Provincie Zuid-Holland financiert Leids promotieonderzoek naar ‘netwerkend financieren’
In de publieke financiering van maatschappelijke projecten is er een vernieuwingstrend gaande. Overheden willen meer dan voorheen in samenwerking met andere overheden, het bedrijfsleven, maatschappelijke instellingen en particulieren, maatschappelijke vraagstukken oppakken. De overheid wil ‘minder leidend’ zijn dan in het verleden vaak het geval was: top down aansturing en eenzijdige besluitvorming zijn achterhaalde concepten volgens veel deelnemers aan deze discussie.
Promovenda Catheel Pino LLM verbonden aan Universiteit Leiden is vandaag officieel met haar onderzoek gestart. De werktitel van het promotieonderzoek is: ‘Nieuwe vormen van publieke financiering van maatschappelijke projecten’. Prof. dr. Willemien den Ouden, hoogleraar Staats- en bestuursrecht aan de afdeling Staats- en bestuursrecht van de Universiteit Leiden, zal dit promotietraject begeleiden.
Stimuleren van initiatieven uit de samenleving
De Provincie Zuid-Holland is zeer actief op het vlak van nieuwe vormen van publieke financiering en heeft de afgelopen jaren de mogelijkheden voor netwerkend financieren onderzocht.
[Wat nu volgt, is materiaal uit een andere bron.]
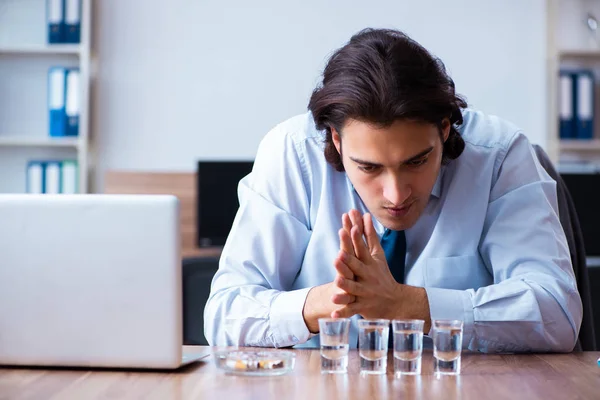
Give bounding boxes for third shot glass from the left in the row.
[392,319,425,375]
De provincie is op zoek naar manieren om ruimte te bieden aan initiatieven vanuit de samenleving. Dit kan door deze te faciliteren, te financieren en particulieren verantwoordelijkheid te geven in de beleidsvorming en uitvoering daarvan. Het doel van de provincie Zuid-Holland is dat in dit promotieonderzoek onder andere een methodiek ontwikkeld wordt die bijdraagt aan een optimale, transparante, efficiënte en rechtmatige inzet van (financiële) instrumenten die passen bij het werken vanuit een netwerk. Gedurende het onderzoekstraject zullen de resultaten van het onderzoek gedeeld worden met andere overheden.
Netwerkend onderzoeken
In dit traject wordt samengewerkt met onder andere de Rijksoverheid, provincie Noord-Brabant en diverse kennisinstellingen. Dit helpt niet alleen om tunnelvisie te voorkomen, maar geeft ook meer zicht op welke instrumenten er in de praktijk al worden gebruikt en op welke schaal. Door de intensieve samenwerking kunnen in de toekomst verschillende bestuursorganen de ontwikkelde “methodiek” toepassen. Dit zorgt voor draagvlak en geeft dit onderzoek een nationale uitstraling. “Door de handen nu ineen te slaan zijn we in staat om met een breed gedragen onderzoek straks echt een verschil te maken”, aldus gedeputeerde Van der Sande, tijdens de kick-off.